Still drooling over those whimsical, vintage-esque wedding shots in my previous post? So, you wonder what the inspirations are behind crafting imagery that makes us go ‘wow’? I caught up with Matt Duncan from Inspired Photographics to find out what nurtures his creative soul.
Matt, tell us how you describe your photography style?
This is a question that I’m constantly trying to think about, I am not too sure what the answer is? I love being able to use my creativity to produce artistic pieces, feedback from people around me is that they appreciate my work, and they want to see more of it. In terms of a style though, I guess I like to create images that captivate people.
I want viewers to look at my images and ask questions, I want them to look and then look again and again, ever searching within the image for answers.
When creating my images I like to add elements of contrast and juxtaposition, from a young age I was always intrigued by just about anything surreal.
What genre of photography interests you?
I love the creativity and inspiration behind photographic fine art, additionally weddings and portraiture. I enjoy covering weddings, as they are something I am passionate about, when I arrive at a wedding I don’t feel like I am working.
For me its not a job, a 10 hour day goes by so quickly its never boring and it is always fun and exciting.
I feel honored that the bride and groom have chosen and trusted me to capture their memories on their special day. I don’t think ill ever forget a single wedding.
Most enjoyable photoshoot you’ve done?
I assisted behind the scene as part of the promotional shoot for Queensland Ballet‘s 2014 season launch, working with the Sydney-based photographer Harold David. It was such a great experience! He’s very well known in the industry for his work as a photographer. I found Harold to be amazing to work with and very approachable, I learnt so much on that shoot. (Editor’s note: Queensland Ballet approached Harold David to bring a fashion element into their 2014 season imagery, and they turned out to be jaw-dropping, fairytale-like that carry wide appeal beyond just the ballet fans! Check them out here.)
Most inspiring photographer?
I guess I have a few photographers and artists that I admire and follow, Jerry Uelsmann, Gregory Crewdson, Brook Shaden, Diane Arbus and even Steve McCurry.
For some reason I seem to drawn to just about anything that shows a sense of juxtaposition or surrealism.

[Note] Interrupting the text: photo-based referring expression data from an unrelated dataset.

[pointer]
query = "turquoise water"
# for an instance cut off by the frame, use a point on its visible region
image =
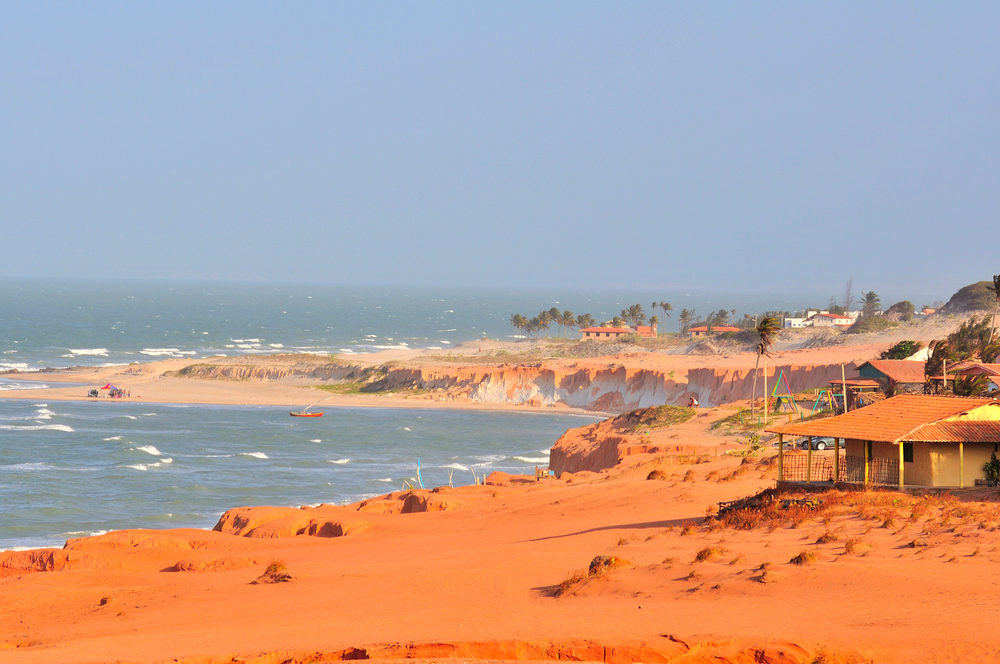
(60, 324)
(70, 469)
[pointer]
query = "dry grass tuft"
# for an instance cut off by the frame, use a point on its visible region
(710, 553)
(805, 558)
(276, 572)
(828, 538)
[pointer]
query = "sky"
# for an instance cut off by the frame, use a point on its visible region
(762, 146)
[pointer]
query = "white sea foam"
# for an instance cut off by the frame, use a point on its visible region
(27, 466)
(169, 352)
(98, 352)
(39, 427)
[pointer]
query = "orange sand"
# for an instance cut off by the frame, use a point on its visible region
(476, 579)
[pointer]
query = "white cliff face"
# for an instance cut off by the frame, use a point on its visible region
(614, 389)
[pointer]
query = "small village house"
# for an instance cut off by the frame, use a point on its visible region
(907, 440)
(705, 331)
(604, 333)
(607, 332)
(895, 376)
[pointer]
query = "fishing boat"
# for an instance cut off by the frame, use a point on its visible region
(305, 411)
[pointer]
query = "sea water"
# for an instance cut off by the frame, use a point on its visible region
(67, 323)
(70, 469)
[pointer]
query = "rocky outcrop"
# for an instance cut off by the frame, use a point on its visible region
(613, 388)
(266, 372)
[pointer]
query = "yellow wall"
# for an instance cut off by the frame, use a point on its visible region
(934, 464)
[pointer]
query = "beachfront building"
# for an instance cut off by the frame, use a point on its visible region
(705, 331)
(647, 331)
(826, 319)
(895, 376)
(605, 333)
(907, 440)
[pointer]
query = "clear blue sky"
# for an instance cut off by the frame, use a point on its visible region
(770, 146)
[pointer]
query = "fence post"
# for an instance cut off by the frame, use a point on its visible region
(867, 448)
(961, 462)
(901, 465)
(809, 462)
(836, 460)
(781, 466)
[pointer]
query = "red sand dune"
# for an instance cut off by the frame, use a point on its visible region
(473, 573)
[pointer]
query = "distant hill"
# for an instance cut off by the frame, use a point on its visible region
(974, 297)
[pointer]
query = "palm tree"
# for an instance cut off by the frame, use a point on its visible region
(545, 320)
(767, 330)
(870, 303)
(996, 294)
(567, 320)
(634, 315)
(685, 318)
(555, 316)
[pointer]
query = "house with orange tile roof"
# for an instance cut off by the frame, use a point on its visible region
(895, 376)
(705, 331)
(906, 440)
(605, 333)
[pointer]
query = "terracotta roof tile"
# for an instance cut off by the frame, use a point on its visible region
(887, 421)
(899, 371)
(956, 432)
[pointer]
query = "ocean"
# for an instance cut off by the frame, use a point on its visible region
(72, 469)
(67, 323)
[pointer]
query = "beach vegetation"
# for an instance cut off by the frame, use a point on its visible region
(710, 553)
(805, 558)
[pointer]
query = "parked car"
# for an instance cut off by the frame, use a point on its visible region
(819, 444)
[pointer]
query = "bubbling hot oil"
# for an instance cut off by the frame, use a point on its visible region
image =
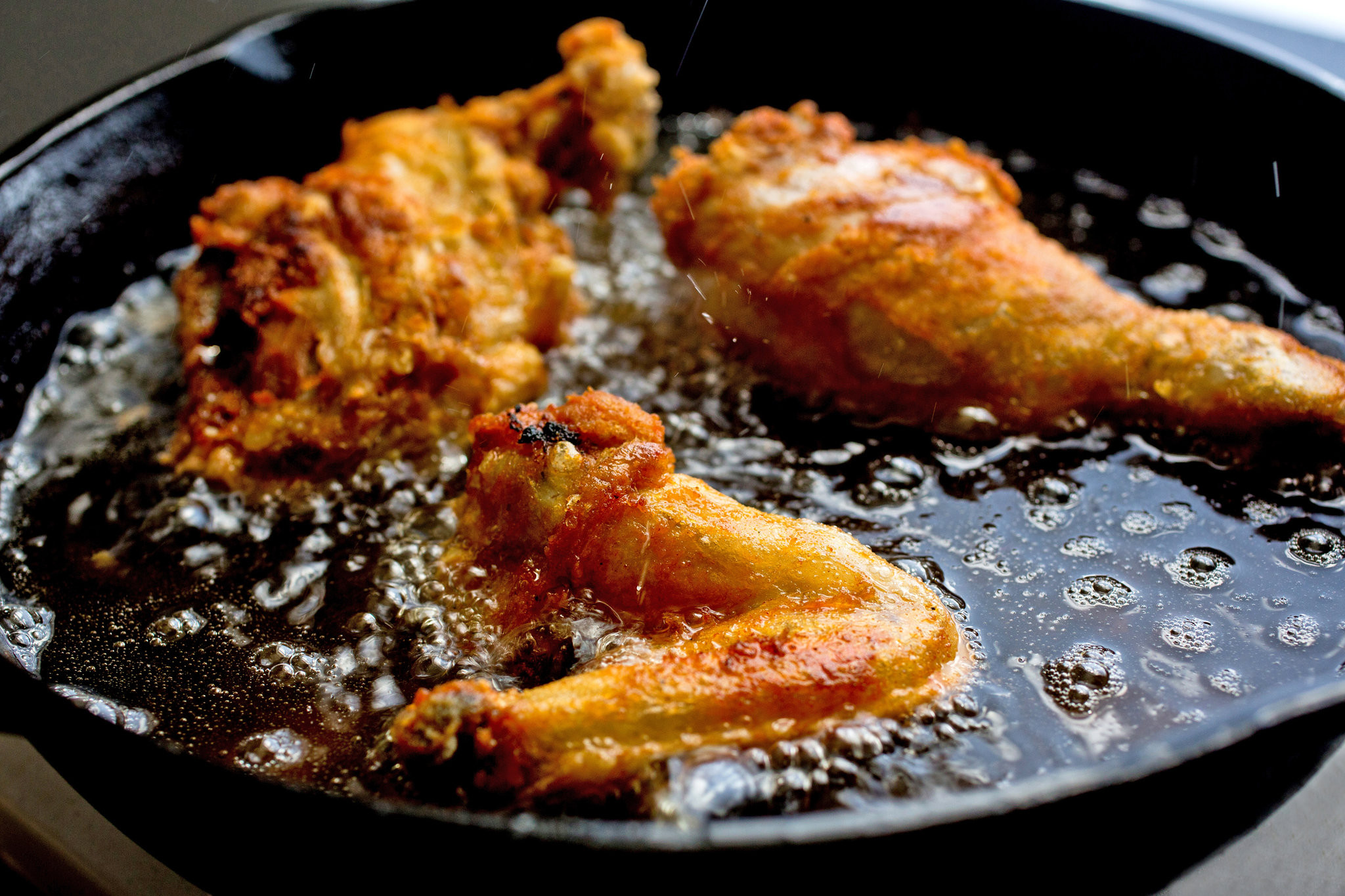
(1118, 597)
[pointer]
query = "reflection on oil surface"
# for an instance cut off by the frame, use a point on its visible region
(1119, 597)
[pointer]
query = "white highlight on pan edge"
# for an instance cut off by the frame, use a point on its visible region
(1325, 18)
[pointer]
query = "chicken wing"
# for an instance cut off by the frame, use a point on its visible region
(900, 281)
(755, 628)
(416, 281)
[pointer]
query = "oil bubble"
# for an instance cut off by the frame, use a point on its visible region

Gregory Crewdson’s work just captivates and mesmerises me his images are dreamlike and set up like a story, I really love how he creates angst and tension between his subjects. A more recent artist and photographer I have found is Alexia Sinclair, her work captures my attention drawing me into her images well worth checking out.
I absolutely adore these photos from your recent ballet project! Tell me more about the concept?
I guess the idea and motive for me behind this project was that I wanted show the true beauty and of essence of the ballerina, by creating a setting that is so contradictory to the norm.
Ballerinas are usually seen in a staged environment with elegant backdrops, with emotive lighting. In my images I have found these urban arenas, torn down venues and buildings in exaggerated stages of decay.
Here in these environments the ballerina stands out, her elegance and beauty impacting on the contrasting environment.
The first time you picked up a camera?
When I was around six years old. It was a disposable camera, I picked it up and I ended up running around taking photos of just about anything that grabbed my attention.
What is your thought process prior to a photoshoot?
I look into the current trends, I research locations and create mood boards. I find using Pinterest very helpful during the process. On my personal projects I usually have a clear idea of what the final images will look like sometimes weeks or months before I have even picked up a camera. From the image I have in my head I work backwards, determining lighting, props, wardrobe and subjects. I make a bit of a plan as to how I will go about shooting it, then on the day I may make minor adjustments.
The biggest challenge of being a photographer ? How do you overcome them?
It’s certainly the “creative block” as I’m finishing college at the moment and have been working on assignments, I have not had much time to just think. I am constantly looking for inspiration by following other artists’ work on sites and blogs, one of my favourite being mymodernmet.com.
Best tips for models?
The best advice I can give is to practise posing. Keep in mind that the photographer is not there to direct every single shot. The photographer’s job is to set up the scene, look at the theme and the mood, get the models into their pose for the first shot.
From there a model should be able to keep the shoot flowing with a range of poses even by just moving one aspect of their bodies for each shot.
If you can get anyone to model for a photoshoot who would that be?
Jack Nicholson. I like his eyes and his crazy personality, and that he doesn’t take life too seriously!
From being a record management officer at the local government just a few years’ back to now dazzling his images with creativity and sophisticated artistic sense, I couldn’t help admiring Matt’s aspiration and enthusiasm that have shone through from behind the lens.